A good tureen of peas-soup may be made from the liquor of pork, mutton, or beef.

The lean of hams or gammon of bacon should be used when Stock is made; but if the former, first give it a boil in water, before you put it in, else it will turn the soup red.

The sediment of gravies, &c. that have stood to be cold, should never be used.

A clear jelly of cow-heels makes a great improvement to gravies and soups.

A lump of clarified butter, thoroughly mixed with flour and boiled with the soup will give it a richness and a greater consistency, if required.—A little tarragon added, just before it is served up, will give it an agreeable flavour.

All soups should be sent to table quite hot.

Cullis, or brown gravy, is made with lean veal and ham or gammon, and sweet herbs, &c.

Bechamel, or white sauce, is made in the same way, but is not browned; it must be improved by the addition of equal quantities of good broth and thick cream simmered with it half an hour, before it is strained off.

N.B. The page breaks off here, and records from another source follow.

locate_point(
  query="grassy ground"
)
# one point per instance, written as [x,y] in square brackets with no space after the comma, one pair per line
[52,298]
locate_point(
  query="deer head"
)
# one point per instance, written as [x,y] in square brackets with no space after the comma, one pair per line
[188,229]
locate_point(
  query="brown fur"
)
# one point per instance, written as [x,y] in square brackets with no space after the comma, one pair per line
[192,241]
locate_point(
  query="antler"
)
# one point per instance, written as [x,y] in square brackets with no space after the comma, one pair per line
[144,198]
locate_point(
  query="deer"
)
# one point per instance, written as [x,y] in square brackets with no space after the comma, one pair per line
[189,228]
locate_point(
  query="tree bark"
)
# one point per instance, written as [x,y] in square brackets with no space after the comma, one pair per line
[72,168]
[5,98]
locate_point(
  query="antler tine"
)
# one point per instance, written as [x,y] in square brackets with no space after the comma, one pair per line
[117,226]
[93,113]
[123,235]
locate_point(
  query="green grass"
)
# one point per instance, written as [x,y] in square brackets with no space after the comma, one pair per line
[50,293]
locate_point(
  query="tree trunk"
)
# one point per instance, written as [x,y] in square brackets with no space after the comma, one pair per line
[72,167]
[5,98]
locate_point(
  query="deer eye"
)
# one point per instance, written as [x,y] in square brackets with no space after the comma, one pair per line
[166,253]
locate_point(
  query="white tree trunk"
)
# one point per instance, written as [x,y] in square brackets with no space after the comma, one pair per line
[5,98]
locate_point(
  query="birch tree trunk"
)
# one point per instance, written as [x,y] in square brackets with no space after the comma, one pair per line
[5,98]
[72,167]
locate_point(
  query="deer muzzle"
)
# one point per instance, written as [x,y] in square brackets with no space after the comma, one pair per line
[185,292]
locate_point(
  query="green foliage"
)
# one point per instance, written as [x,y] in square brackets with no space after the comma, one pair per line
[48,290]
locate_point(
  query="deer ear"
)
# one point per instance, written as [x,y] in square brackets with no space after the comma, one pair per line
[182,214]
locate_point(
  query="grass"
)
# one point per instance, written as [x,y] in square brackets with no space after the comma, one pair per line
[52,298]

The articles used in thickening, seasoning, and flavouring broths and soups, are chiefly bread, flour, oatmeal, peas, rice, Scotch and pearl-barley, isinglass, maccaroni, turnips, beet, carrots, mushrooms, garlick, onions, shallots, cress, parsley, thyme, sage, mint, and other sweet and savoury herbs; also allspice, cinnamon, cloves, mace, nutmeg, ginger, pepper, lemon-juice, essence of anchovies, &c. these combined with wine and mushroom catsup, form an endless variety for flavouring and seasoning broths and soups.